4.1.3.4.2. LE TEMPS DU TRAVAIL

‘<<J'y réfléchi à deux fois avant de m'y engager complètement parce que c'est vrai que si ça devient vraiment quotidien, un peu harassant quoi, ...donc là par exemple c'est quelque chose, la photo, que je fais deux fois par semaine, bon on y va, en même temps c'est bien parce qu'y a une contrainte, donc on se force, enfin on se force pas, mais on se tient à faire quelque chose et en même temps c'est pas tous les jours, donc on prend du plaisir à le faire, alors que si ça se produisait dans le boulot, dire, tous les matins faut que j'aille faire des photos à tel endroit, faire des prises de vues à tel endroit, ça m'embêterait vite en fait>>’ ; Nadine tente de se protéger du fléau que constitue la routine quotidienne.
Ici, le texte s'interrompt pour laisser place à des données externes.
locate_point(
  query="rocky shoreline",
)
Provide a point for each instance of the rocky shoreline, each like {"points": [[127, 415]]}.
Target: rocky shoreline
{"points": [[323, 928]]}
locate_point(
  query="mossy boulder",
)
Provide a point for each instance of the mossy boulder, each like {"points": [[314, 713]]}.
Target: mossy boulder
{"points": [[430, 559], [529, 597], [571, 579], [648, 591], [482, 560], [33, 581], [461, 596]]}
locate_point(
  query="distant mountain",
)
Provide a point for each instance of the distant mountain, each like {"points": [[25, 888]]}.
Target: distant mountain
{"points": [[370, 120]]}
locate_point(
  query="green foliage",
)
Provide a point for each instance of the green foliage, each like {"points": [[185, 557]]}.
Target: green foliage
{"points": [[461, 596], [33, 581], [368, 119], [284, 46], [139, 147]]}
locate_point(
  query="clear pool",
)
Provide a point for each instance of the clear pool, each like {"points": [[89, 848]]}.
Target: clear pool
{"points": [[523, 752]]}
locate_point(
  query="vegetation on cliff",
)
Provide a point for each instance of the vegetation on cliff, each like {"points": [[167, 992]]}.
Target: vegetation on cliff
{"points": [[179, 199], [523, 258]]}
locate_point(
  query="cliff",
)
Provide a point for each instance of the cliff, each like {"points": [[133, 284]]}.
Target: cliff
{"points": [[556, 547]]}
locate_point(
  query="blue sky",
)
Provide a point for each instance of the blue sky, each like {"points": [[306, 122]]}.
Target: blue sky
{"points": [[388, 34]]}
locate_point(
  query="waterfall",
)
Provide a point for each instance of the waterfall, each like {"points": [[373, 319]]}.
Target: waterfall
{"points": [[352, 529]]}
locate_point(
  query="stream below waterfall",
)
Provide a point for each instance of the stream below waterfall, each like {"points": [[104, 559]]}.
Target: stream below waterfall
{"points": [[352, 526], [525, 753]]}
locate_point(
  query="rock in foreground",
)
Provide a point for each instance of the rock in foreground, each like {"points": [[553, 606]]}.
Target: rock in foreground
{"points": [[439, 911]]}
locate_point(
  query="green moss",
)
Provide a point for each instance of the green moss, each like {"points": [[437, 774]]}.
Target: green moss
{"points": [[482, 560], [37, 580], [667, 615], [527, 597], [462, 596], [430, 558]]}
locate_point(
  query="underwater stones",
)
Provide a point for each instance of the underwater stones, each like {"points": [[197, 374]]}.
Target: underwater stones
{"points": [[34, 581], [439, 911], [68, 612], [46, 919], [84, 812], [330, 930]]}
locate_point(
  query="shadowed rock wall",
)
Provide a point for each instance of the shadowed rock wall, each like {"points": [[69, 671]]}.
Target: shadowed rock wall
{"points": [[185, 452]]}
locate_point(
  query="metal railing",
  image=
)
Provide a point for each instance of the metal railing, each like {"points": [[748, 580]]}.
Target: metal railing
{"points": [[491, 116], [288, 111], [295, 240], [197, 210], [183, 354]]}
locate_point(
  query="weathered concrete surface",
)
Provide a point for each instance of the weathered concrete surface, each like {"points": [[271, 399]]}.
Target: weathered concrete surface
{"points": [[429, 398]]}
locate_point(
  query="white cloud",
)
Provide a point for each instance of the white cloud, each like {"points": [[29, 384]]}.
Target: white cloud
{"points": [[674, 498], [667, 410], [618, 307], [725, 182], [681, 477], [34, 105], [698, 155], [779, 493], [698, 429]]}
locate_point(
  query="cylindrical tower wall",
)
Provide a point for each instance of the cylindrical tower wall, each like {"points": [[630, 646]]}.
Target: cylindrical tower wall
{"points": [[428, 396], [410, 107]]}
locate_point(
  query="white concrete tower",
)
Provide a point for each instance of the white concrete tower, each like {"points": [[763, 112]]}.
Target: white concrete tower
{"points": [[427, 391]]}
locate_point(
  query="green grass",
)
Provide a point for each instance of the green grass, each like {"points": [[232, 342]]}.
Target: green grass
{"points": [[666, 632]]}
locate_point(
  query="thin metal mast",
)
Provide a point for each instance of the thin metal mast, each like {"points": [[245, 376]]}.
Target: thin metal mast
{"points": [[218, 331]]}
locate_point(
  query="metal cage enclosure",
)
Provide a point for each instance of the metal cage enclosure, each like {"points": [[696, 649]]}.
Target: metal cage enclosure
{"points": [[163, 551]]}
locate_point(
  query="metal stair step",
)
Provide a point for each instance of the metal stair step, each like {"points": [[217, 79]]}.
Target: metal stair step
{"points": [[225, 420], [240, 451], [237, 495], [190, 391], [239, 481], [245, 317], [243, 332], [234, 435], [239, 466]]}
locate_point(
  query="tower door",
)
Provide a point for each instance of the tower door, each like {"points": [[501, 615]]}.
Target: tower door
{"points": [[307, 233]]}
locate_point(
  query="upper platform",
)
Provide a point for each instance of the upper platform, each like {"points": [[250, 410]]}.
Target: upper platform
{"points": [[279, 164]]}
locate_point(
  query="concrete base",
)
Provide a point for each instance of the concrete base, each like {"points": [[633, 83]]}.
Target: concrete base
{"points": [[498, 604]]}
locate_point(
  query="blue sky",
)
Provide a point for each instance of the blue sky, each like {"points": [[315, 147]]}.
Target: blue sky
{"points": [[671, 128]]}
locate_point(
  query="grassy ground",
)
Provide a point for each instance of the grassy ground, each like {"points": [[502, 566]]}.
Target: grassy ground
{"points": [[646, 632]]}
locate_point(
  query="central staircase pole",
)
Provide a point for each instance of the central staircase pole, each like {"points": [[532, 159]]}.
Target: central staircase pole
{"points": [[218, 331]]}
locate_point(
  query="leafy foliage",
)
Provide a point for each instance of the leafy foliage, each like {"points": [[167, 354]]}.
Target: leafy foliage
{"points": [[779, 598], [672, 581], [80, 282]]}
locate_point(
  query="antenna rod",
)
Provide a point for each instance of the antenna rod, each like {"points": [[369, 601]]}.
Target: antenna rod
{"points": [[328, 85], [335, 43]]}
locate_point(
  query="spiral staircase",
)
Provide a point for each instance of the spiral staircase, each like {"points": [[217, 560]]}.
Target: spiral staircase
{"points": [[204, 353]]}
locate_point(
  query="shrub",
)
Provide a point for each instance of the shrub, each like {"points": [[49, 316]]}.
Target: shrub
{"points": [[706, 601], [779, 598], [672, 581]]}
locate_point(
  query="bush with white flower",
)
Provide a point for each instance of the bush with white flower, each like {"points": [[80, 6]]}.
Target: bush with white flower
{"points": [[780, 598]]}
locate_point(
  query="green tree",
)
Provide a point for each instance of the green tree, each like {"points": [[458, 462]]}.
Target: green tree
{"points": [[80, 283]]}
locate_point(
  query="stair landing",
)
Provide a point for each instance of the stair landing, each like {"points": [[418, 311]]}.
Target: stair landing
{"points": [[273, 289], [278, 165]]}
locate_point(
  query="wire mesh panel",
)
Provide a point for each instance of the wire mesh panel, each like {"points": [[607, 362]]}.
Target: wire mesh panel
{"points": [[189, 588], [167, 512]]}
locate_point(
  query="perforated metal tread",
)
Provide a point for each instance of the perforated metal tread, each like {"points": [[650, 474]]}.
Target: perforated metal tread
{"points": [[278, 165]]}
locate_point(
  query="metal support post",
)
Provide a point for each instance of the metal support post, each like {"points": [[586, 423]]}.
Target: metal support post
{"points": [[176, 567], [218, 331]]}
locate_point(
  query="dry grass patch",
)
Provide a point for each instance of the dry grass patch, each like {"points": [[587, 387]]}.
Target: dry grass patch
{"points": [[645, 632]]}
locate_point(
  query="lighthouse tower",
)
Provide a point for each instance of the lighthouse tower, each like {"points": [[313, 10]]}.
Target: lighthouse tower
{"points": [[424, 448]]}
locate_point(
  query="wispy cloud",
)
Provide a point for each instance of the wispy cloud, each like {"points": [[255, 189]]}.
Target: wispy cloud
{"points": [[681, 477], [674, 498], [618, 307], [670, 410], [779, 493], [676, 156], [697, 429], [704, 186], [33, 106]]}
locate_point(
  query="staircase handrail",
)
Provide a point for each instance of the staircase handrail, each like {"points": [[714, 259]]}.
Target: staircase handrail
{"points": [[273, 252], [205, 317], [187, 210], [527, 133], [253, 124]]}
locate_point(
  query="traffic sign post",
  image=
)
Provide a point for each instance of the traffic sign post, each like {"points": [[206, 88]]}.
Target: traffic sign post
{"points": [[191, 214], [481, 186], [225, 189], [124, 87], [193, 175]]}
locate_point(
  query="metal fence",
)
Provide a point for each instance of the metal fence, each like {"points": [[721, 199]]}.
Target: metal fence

Dès lors, se professionnaliser dans le secteur de l'audiovisuel c'est courir le risque d'une routinisation qui est la mort certaine de cette <<passion>> qu'il faut pouvoir garder intacte.

Le travail s'oppose à la passion, moins parce qu'il représente une contrainte alimentaire, que parce qu'il s'inscrit dans un rythme contraint par la régularité d'une activité qui se doit d'être quotidienne, et quotidiennement identique.

La catégorie temporelle vient se constituer, une fois encore, comme catégorie problématique. Il s'agit cette fois de l'impossibilité à faire s'accorder travail et passion. Cette catégorie temporelle va se construire chez Nadine comme catégorie justificative d'une impossibilité à construire une "identité pour autrui" de professionnelle en accord avec son "identité pour soi" "d'artiste", car le temps de "l'artiste" ne pourrait s'adapter au temps contraint de "l'artisan" ou du "professionnel".

Il ne s'agit pas de savoir si cette représentation du travail artistique correspond à une "réalité" ou à un mythe. Il s'agit plutôt de prendre acte du système de valeurs de Nadine qui oppose le temps de l'artiste et le temps de l'artisan pour justifier une impossibilité à concilier travail et passion.

C'est dans une logique similaire qu'elle vient nous dire sa difficulté, identifiée comme un manque de qualification, à s'adapter à un temps professionnel qui la stigmatise comme "non-performante" : ‘<<J'ai toujours un peu d'appréhension par rapport à peut-être, par rapport à une autre personne c'est le fait, pas d'être compétitive, mais d'être performante dans mon travail quoi, c'est vrai que j'ai l'impression de pas avoir vraiment de formation carrée, c'est-à-dire bon, par exemple mon collègue il est très fort donc en mise en page, donc en PAO, je me sens pas capable de le remplacer parce que justement j'ai pas la formation, et je veux dire je suis pas pointue dans un travail précis quoi>>’. Le manque de formation professionnelle se construit dans le discours de Nadine comme l'élément explicatif d'un défaut de performance professionnelle.

La formation professionnelle, pensée comme rationalisation maximale du temps du travail consacré à une activité, s'inscrit parfaitement dans la logique de rentabilité qui caractérise l'économie capitaliste. La formation professionnelle constitue donc non seulement le moyen pour accéder à une identité professionnelle, caractérisée par un processus de reconnaissance réciproque, mais surtout le moyen pour entrer dans le temps professionnel socialement légitime de la rentabilité. Ne pas être "professionnel" c'est en conséquence "perdre du temps", ce précieux temps qui s'est constitué socialement comme l'étalon de toute réussite.